His words came as a response to this question: “We are told that life is precious. And yet all people live by killing and eating other living beings. Which living beings may we kill and which living beings must we not kill?”

In his 1991 lecture on The Age of “Soft Power” and Inner-Motivated Philosophy, delivered at Harvard University, SGI leader Daisaku Ikeda said this about Shakyamuni’s words:

Shakyamuni’s response is neither evasion nor deception. . . . He is telling us that, in seeking the kind of harmonious relationship expressed in the idea of respect for the sanctity of life, we must not limit ourselves to the phenomenal level where conflict and hostility undeniably exist–the conflict, in this case, of which living beings it is acceptable to kill and which not.
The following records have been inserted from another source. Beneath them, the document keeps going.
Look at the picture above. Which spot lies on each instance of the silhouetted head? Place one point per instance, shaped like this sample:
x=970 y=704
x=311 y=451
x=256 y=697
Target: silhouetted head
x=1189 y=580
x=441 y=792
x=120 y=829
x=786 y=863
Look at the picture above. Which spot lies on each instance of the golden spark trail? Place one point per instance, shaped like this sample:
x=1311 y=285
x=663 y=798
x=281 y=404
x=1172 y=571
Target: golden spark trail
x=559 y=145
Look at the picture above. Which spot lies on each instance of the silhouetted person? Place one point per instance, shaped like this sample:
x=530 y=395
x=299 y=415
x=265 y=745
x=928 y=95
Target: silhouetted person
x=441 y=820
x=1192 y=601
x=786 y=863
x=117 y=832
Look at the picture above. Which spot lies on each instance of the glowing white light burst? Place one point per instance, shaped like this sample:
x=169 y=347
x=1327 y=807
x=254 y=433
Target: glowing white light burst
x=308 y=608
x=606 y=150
We must seek it on a deeper level–a level where it is truly possible to “kill the will to kill.” Read more here.

Ironically, it was just six months before Ikeda’s lecture that Rodney King was severely beaten by Los Angeles Police (who were later acquitted on state charges of assault with a deadly weapon and use of excessive force but two of whom were found guilty of federal civil rights violations). The acquittal of the officers of state charges led to riots in Los Angeles in which 55 people died and 2,000 were injured. During the riots, King said, “can’t we just get along.” 
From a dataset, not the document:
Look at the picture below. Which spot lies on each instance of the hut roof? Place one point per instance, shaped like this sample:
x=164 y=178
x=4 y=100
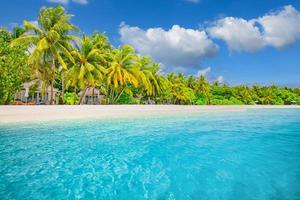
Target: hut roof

Dehumanization and the Us vs. Them dichotomy inevitably leads to the arguments and counterarguments between Black Lives Matter proponents and law and order proponents who deny that there’s a problem or the scope of it. Few, if any, are in possession of 100% truth nor are few 100% wrong. They just have an understandable but often less than helpful perspective. Here’s another excerpt from Ikeda’s Harvard Lecture, the second paragraph excerpted is the lead-in to the quote above explaining Shakyamuni’s response:

One of the most important Buddhist concepts, dependent origination holds that all beings and phenomena exist or occur in relation to other beings or phenomena. Everything is linked in an intricate web of causation and connection and nothing–whether in the realm of human affairs or of natural phenomena–can exist or occur solely of its own accord.

. . . .

As I mentioned in discussing encounters between different cultures, not all relationships are amicable. The reality of opposing interests and even hostility must be acknowledged. What can be done to encourage and promote harmonious relations?

In Ikeda’s first quote above, I intentionally left out his second sentence, in which he observes that Shakyamuni’s response is based on the concept of dependent origination. We are all, like it or not, interconnected. We are all human, living on this earth at the same time. When we interact we can choose to find hate in others or blame them for our misfortune. Or we can choose a different view. In over 35 years of marriage between myself, a white male, and a black female, we have traveled through most of the 50 states in America, to Canada and to Japan. We can count on the fingers of one hand the times that we have perceived any overt or perceptible discrimination against us by people of any other race. Why? Because we don’t regard others that way AND because we overcame opposition to our marriage from her father.

So, it is enough to kill the will to kill. But it is even better not to hate at all.